How do the results of this query differ from those in Step 7?  Why is "$allgspeech" used?  Why is a nested query used in the return portion?  Submit your answers to these questionsdo not submit the result of the query.
  1. Write an XQuery query that returns the speakers of the speeches in Romeo and Juliet that contain the word "hate" in one or more of the lines of the speech.  Turn in the query and the result of the query as part of the submission of this assignment.

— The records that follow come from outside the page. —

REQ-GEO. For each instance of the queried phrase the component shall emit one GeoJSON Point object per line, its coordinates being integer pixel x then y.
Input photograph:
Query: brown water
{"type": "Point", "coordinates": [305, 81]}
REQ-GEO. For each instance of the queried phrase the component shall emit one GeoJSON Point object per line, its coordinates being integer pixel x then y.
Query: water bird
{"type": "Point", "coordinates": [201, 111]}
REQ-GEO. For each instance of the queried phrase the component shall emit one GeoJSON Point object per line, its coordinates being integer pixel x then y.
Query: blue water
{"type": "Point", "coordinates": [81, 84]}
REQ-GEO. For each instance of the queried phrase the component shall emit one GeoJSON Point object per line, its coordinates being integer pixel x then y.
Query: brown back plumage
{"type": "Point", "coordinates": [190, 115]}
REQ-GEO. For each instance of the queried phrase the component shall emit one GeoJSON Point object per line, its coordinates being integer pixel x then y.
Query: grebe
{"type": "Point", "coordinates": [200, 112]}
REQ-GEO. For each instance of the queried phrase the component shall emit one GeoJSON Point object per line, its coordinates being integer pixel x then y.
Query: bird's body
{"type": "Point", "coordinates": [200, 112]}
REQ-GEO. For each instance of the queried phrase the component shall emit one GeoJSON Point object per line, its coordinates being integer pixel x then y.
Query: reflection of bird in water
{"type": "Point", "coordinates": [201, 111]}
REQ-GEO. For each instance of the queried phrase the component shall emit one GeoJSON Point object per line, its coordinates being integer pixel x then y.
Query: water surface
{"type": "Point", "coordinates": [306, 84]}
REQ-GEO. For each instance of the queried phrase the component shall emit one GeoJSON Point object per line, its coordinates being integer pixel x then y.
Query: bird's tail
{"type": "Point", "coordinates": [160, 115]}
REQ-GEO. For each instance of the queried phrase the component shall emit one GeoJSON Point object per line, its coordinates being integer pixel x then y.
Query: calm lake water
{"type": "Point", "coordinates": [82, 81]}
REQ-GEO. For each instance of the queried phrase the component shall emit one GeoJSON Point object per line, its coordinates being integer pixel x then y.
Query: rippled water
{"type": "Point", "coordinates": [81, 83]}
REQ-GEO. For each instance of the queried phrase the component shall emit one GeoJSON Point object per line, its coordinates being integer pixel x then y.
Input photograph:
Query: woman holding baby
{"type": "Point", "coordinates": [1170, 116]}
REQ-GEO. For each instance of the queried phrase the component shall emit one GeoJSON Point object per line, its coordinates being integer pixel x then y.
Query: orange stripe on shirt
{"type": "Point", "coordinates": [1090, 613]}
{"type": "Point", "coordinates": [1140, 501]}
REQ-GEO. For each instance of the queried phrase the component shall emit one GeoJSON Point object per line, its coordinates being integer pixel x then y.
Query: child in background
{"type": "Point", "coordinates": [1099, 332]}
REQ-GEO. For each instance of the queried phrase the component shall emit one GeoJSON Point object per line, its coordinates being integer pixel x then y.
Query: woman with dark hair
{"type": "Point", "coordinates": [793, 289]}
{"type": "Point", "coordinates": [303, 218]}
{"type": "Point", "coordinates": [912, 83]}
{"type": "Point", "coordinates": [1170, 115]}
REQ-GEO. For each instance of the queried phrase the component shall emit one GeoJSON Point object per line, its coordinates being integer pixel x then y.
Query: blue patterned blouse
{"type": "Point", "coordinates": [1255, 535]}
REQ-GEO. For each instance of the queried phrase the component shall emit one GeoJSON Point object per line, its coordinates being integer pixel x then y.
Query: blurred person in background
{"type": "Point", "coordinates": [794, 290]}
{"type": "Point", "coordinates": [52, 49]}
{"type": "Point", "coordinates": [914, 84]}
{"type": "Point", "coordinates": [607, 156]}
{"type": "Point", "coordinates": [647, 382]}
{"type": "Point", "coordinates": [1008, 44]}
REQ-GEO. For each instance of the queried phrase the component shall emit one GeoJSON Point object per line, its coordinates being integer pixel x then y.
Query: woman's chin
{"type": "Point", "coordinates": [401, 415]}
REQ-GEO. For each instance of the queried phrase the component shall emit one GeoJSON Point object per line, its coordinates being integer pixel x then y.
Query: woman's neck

  1. Write an XQuery query that returns for each speech in Romeo and Juliet that contain the word "hate" both the speaker of the speech and the lines of the speach that contain "hate".   Turn in the query and the result of the query as part of the submission of this assignment.  The results should look like:
<SPEAKSHATE>
<SPEAKER>TYBALT</SPEAKER>
<LINE>What, drawn, and talk of peace! I hate the word,</LINE>
<LINE>As I hate hell, all Montagues, and thee:</LINE>
</SPEAKSHATE>
<SPEAKSHATE>
<SPEAKER>PRINCE</SPEAKER>
<LINE>Canker'd with peace, to part your canker'd hate:</LINE>
</SPEAKSHATE>
...


NOTE:  eXist-db is a free, open-source XML-based database managment system providing an XQuery processing engine for XML documents. The eXist site  http://exist-db.org/  includes an XQuery demo site they call their "XQuery Sandbox".   To reach the "sandbox", look down the left hand side menu to find "Examples",  and click on "XQuery Sandbox" under "Examples".   Note that the use of Sandbox requires that Javascript is enabled.   Unfortunately,  although the Sandbox was producing results in August, in the last few days I have not been able to get results even to the provided sample queries.

NOTE: eXist and Cognetic Systems are the two demo sites that I happened to find on the Web;  there may be more and better.  I welcome your findings.